Craven, a sport physiotherapist, strength and conditioning coach and co-owner of Craven SPORT Services on Second Avenue, is a vocal advocate for drills and strength training and regularly helps runners of all levels incorporate them into their workout schedules.

He spoke with the Brainsport Times about why they are so important.

Running drills

Just as great musicians need to get great at scales, so too do great runners need to get great at running skills, Craven says.

Spending time marching, running with high knees and doing butt kicks — all while focusing on proper running technique — helps athletes run more efficiently with better form and ultimately avoid injury, Craven says.

He recommends runners spend five to 10 minutes doing drills as part of a warm up prior to setting out on a run.

Strength training

In order to move your body faster, you need to generate more force.
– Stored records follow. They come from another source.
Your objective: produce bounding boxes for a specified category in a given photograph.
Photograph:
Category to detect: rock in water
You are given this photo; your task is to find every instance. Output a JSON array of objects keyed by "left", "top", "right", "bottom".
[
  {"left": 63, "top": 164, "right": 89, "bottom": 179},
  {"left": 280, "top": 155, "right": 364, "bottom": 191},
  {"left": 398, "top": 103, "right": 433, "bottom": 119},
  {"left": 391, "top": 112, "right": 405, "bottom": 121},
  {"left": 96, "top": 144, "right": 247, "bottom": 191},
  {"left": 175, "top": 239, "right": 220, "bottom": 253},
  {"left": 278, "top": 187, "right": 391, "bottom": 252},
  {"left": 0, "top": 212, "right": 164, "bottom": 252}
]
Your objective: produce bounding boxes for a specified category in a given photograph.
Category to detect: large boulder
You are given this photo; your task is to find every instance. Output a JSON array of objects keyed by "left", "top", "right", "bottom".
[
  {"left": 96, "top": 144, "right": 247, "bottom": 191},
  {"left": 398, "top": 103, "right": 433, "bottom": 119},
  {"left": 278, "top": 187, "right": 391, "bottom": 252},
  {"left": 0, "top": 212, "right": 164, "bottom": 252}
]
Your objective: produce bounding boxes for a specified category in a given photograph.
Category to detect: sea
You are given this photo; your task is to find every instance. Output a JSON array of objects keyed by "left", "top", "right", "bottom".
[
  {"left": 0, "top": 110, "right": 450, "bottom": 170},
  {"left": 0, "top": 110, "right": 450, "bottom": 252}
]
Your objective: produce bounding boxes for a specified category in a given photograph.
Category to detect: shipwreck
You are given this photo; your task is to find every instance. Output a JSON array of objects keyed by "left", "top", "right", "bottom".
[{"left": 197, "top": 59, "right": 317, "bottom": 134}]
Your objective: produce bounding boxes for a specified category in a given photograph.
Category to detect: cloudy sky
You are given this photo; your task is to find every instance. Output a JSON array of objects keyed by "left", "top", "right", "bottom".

Craven says training with weights — such as doing deadlifts — or doing body-weight exercises — such as push ups and tricep dips — play an important role in making runners stronger, which can translate into speed and fewer injuries.

“If I’m only doing endurance-type sport, force production becomes a problem. It’s harder to generate force when you’re doing it over and over and over again and you’re burning the same fuel all the time,” Craven says. “The joy of doing some strength training is you actually use a different energy system that doesn’t interfere with what you’re going to do on your running days.”

In fact, when making programs for elite athletes Craven recommends they do their heavy weight training on the same day as their heavy run and then take a full recovery day the following day.

Because drills and strength are so important for injury reduction and have the potential for big paybacks when it comes to speed, Craven encourages all his runners to make the time to do them — even if it means less time running.